Desirables

Eats (From) Leaves (That) Bend

Plate up dinner on beautiful bendable leaf-like dishes from Nao Tamura.

By Kristin Belz February 19, 2012

 

Nao Tamura’s “Seasons” serving plates are lovely as artichoke leaves. Made of food-safe silicone, they’ll bend, but won’t break.

It’s become common to see silicone in the kitchen – the heat resistant rubbery material is a go-to for bakeware, cooking utensils, and even collapsible measuring cups. But silicone that leaves the kitchen and shows off on the dining table? That’s a new one.

Nao Tamura is the designer of such lovely leaf-like serving and dining plates. She is a hybrid Tokyo/New York City artist and industrial design innovator who showed the Seasons line of silicone plates at Design Miami and Art Basel in Miami Beach in 2010. Portland creative guru John Jay says, “Nao is one of the most inspiring young designers in both Japan and America today.”

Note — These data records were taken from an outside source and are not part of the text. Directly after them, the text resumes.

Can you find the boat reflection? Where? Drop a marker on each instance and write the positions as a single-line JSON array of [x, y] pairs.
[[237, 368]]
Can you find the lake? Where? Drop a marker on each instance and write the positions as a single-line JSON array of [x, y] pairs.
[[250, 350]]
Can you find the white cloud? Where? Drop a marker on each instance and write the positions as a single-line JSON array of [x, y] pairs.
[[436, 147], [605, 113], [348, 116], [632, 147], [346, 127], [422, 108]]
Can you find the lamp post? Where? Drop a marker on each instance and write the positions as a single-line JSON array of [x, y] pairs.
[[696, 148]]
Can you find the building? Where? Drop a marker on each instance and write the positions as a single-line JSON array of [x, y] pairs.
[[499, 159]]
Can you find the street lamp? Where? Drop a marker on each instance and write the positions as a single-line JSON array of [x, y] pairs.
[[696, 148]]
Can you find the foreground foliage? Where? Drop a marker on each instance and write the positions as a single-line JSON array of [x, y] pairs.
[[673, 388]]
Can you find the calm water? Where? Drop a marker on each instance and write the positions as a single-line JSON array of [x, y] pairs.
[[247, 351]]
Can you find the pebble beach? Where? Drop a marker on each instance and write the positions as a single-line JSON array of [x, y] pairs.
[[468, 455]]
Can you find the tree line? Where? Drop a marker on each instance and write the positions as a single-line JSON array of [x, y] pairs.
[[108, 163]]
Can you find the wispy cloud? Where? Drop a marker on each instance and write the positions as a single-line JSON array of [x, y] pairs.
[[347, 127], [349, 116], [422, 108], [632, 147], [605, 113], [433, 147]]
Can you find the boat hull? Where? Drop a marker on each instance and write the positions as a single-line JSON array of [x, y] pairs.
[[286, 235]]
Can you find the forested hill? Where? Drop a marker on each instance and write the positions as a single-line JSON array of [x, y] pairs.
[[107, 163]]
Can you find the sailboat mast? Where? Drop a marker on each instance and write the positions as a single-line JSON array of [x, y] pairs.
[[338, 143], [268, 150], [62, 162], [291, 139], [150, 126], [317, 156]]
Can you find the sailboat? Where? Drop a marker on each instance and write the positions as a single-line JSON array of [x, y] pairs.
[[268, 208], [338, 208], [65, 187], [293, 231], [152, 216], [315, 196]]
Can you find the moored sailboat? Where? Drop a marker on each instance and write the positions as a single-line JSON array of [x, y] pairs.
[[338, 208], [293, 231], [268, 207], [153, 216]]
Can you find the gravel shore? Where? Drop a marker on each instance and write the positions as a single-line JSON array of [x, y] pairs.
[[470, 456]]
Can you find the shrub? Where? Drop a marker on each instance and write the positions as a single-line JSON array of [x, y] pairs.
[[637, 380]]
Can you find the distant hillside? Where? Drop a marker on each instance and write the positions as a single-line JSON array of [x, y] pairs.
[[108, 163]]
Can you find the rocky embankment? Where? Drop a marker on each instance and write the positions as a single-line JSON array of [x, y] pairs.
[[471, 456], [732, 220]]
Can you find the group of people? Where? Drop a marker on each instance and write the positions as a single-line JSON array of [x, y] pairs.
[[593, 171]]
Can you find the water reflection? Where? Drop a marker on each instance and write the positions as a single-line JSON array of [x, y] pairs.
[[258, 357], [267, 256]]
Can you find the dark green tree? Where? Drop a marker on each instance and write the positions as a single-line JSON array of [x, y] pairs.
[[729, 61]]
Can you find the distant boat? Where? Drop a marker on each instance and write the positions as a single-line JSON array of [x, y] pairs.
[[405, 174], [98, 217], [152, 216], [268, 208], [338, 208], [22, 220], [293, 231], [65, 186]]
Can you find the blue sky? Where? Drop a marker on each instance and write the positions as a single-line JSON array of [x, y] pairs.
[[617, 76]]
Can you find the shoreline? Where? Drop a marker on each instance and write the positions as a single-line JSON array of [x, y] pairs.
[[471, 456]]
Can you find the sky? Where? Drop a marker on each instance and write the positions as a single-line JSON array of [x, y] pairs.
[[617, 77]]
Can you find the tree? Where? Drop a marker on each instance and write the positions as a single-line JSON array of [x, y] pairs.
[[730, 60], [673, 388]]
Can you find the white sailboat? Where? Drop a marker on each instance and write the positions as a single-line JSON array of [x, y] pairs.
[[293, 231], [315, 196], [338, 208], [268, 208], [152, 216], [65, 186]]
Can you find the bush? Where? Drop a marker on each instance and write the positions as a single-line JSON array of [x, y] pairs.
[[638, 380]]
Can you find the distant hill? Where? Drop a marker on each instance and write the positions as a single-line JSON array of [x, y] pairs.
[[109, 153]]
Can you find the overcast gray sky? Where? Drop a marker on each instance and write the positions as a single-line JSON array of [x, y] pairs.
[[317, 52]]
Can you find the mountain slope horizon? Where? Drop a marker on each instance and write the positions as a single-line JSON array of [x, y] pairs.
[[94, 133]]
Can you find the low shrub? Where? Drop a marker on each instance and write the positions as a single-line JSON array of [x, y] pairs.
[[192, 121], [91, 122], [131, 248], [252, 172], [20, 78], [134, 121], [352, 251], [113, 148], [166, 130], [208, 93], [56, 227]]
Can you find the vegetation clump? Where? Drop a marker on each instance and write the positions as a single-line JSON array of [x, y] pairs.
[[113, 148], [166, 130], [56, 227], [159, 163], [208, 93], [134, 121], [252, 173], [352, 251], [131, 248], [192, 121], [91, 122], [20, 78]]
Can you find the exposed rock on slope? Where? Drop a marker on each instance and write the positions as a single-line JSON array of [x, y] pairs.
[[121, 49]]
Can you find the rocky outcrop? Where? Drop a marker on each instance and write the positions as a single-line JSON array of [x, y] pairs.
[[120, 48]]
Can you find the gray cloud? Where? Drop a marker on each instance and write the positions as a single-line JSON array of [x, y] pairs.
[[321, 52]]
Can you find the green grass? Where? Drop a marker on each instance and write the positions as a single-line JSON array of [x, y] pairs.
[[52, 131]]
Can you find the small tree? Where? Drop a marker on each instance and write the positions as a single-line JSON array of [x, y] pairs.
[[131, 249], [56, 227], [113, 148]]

Today the Seasons platters and dishes are available online through the Museum of Modern Art shop and Unica Home. Plates come in small and medium sizes in sets of four, or in a single platter size. Each plate is slightly different in color and shape, like the leaves of an artichoke are as you peel away its layers.

Like most leaves, Tamura’s leaf plates are multifunctional, pliant and beautiful. Unlike most leaves, these can be rolled up for storage, washed in the dishwasher, and safely heated in the oven. And though silicone is manmade, and thus not as natural as a leaf from a tree, it is a compound of the natural element found in sand and rock (28% of the earth’s crust) with oxygen. It’s considered safe for serving, heating and cooling – a far cry from an old fashioned plastic.